Because stuff happens. And you can’t put them in a protective bubble.

The unfortunate part of the story is my own. She actually broke her foot last Wednesday, but we only took an x-ray on Monday. She came home complaining of pain, and her foot was pretty badly bruised. But she’s a very stoic child and asked for nothing more than an Advil now and again. She walked almost normally and there wasn’t any real swelling. So we figured it wasn’t anything terrible. Bad mommy.

By Saturday, I realized she had been taking a lot of Advil. I called our clinic and they said we might as well just come on Monday, since the radiologist report would have to go to our own doctor, unless we wanted to go to the Montreal Children’s Hospital ER. Um, no thanks.
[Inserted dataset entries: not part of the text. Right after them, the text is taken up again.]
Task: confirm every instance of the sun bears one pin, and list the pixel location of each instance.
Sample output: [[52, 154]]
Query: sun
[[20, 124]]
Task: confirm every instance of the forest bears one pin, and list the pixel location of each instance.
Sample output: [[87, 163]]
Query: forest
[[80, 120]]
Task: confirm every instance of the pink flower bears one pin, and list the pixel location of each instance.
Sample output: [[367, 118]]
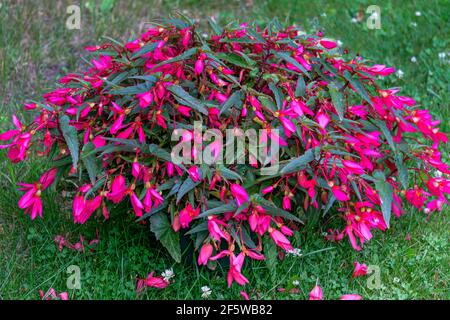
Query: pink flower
[[339, 194], [244, 295], [353, 167], [286, 204], [234, 274], [205, 254], [323, 119], [381, 70], [145, 99], [360, 270], [328, 44], [137, 204], [267, 190], [31, 200], [51, 295], [216, 229], [151, 282], [187, 215], [118, 189], [316, 293], [194, 173], [239, 194], [200, 64], [350, 296], [280, 240], [103, 63]]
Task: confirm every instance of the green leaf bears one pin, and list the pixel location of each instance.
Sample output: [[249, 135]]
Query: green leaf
[[277, 94], [216, 28], [229, 174], [271, 255], [107, 5], [160, 226], [299, 163], [90, 161], [71, 137], [185, 98], [239, 60], [358, 86], [198, 228], [287, 57], [300, 89], [187, 186], [187, 54], [227, 207], [387, 134], [233, 100], [140, 88], [145, 49], [385, 191], [402, 171], [273, 210], [338, 100]]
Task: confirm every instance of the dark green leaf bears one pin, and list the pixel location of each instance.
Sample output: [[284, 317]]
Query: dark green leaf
[[160, 226], [187, 186], [233, 100], [300, 89], [338, 100], [287, 57], [90, 162], [71, 137], [385, 191], [186, 98], [299, 163]]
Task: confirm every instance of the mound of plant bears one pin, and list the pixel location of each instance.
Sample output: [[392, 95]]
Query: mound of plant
[[349, 149]]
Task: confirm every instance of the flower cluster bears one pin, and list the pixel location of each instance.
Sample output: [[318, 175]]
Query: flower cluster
[[348, 147]]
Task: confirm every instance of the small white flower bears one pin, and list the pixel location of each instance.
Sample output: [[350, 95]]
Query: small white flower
[[206, 292], [168, 274]]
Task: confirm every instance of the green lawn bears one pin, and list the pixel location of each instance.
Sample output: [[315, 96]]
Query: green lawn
[[36, 48]]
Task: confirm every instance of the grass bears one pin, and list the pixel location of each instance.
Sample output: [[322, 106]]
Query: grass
[[36, 48]]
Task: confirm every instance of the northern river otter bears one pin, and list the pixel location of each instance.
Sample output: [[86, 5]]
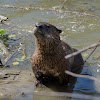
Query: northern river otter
[[49, 57]]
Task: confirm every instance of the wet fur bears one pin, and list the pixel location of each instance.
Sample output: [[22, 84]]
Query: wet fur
[[49, 57]]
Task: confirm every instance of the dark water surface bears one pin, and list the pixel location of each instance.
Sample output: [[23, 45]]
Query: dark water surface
[[78, 30]]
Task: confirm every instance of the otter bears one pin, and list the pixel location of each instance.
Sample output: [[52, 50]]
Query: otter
[[48, 59]]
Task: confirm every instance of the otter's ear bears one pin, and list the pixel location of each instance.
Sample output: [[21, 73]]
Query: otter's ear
[[59, 31]]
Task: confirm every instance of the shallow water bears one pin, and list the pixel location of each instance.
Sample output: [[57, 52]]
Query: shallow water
[[78, 30]]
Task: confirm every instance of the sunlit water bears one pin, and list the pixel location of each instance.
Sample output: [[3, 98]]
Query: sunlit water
[[78, 30]]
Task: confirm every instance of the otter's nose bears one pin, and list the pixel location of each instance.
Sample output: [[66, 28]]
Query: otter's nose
[[39, 25]]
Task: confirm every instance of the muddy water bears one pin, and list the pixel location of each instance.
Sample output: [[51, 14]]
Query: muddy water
[[78, 30]]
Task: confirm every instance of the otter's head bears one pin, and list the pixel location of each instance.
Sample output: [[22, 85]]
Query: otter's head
[[46, 32]]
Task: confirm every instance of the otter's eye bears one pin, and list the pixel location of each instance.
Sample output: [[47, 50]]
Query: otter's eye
[[48, 26]]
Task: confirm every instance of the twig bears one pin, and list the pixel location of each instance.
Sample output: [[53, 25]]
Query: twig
[[82, 50], [38, 8], [63, 4], [65, 94], [82, 76]]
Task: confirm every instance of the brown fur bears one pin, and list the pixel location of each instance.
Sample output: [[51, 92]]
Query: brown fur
[[49, 56]]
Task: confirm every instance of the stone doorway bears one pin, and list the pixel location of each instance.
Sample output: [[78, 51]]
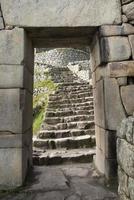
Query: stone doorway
[[24, 27]]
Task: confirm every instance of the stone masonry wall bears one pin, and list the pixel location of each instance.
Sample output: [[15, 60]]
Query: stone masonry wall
[[125, 156], [76, 60], [112, 63], [60, 57], [16, 72]]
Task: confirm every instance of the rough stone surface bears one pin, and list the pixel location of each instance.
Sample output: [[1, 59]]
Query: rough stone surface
[[15, 103], [91, 187], [131, 40], [13, 174], [15, 76], [127, 95], [116, 30], [56, 13], [128, 10], [99, 104], [121, 69], [12, 45], [115, 49], [125, 156], [114, 111]]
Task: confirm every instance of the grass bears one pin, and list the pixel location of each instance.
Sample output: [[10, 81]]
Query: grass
[[40, 102], [38, 121]]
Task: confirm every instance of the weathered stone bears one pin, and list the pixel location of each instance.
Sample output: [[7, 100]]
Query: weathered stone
[[131, 187], [100, 160], [125, 156], [51, 179], [128, 10], [99, 104], [123, 182], [56, 13], [131, 40], [110, 168], [74, 197], [109, 144], [1, 23], [122, 81], [50, 196], [121, 133], [115, 49], [90, 192], [116, 30], [95, 56], [127, 95], [120, 69], [16, 109], [114, 111], [12, 45], [126, 1], [124, 19], [15, 76], [8, 140], [13, 174]]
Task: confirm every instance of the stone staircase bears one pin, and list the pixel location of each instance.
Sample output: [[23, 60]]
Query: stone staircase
[[68, 131]]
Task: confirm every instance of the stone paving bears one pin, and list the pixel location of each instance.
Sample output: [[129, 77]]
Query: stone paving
[[66, 182]]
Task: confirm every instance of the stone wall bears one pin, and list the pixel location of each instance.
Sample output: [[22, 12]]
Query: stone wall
[[77, 62], [112, 62], [60, 57], [125, 156]]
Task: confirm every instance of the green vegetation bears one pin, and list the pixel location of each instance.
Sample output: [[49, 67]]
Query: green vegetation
[[40, 101]]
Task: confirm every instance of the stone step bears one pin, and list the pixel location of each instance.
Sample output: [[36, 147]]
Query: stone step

She was more or less comfortable and not anxious to spend 8 hours in a room full of coughing, vomiting kids.

The good news is that this particular kind of break (on the 4th and 5th metatarsals) is very stable and needs nothing more than 2 weeks in closed, stiff-soled shoes. No cast in the 30 degree heat. No crutches to go up and down the 3 floors in their non-wheelchair accessible school. Whew. This really was a lucky break.

As we sat outside the radiology clinic, she and I talked about the stuff that happens in life. How some stuff is avoidable, mostly through planning, prevention and good judgment. And some things are just random accidents, arbitrary twists of fate or bad luck. She was so strong and calm, even in the face of a break that could potentially derail all our family plans for the summer, and keep her out of the lake in a hot, itchy cast. I felt so proud of this level-headed, sweet, smart girl, on the verge of her 12th summer.

Crazy as it sounds, I wouldn’t have traded those few stressful hours together for anything. We kept looking at each other and saying everything would be OK. And, at least this time, it looks like we were both right.